People shouldn’t have to pay to be imprisoned. There should be a program for people who owe child support. Some guys are in prison and owe child support, and when they get out they’re not working, and they can’t get a driver’s license to get work. So what are you gonna do? You’re gonna go back to your old ways because you don’t have any hope or any support and you just feel that society is throwing you away.

I go into the county jail every Monday to E Pod where I encourage the ladies to get it together. I let them know about all of GLIDE’s services and that I’m here for them. We talk, and if I get a chance I take housing or job applications. I wish more people could go into the jails with some type of program in mind, something that will help encourage the ladies to turn their life around, even if people just go in and tell their stories.
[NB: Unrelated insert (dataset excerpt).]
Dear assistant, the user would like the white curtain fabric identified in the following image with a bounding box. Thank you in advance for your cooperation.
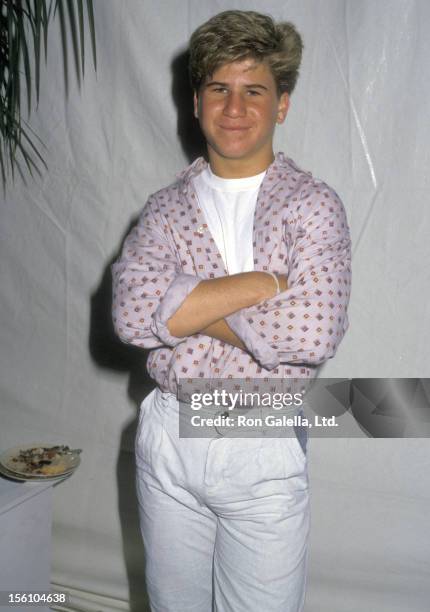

I do see some women from the jail come to GLIDE programs when they are released. Even some of the men that I communicate with all over California come to GLIDE. I just mailed out 10 letters yesterday.

(Opens filing drawer, hundreds of papers inside)

All of these letters are from prisoners all over California, some of them from out of state. I had a guy once from Boston and when he got out he came here. I write to people in prison so they know they have a place to go when they get out.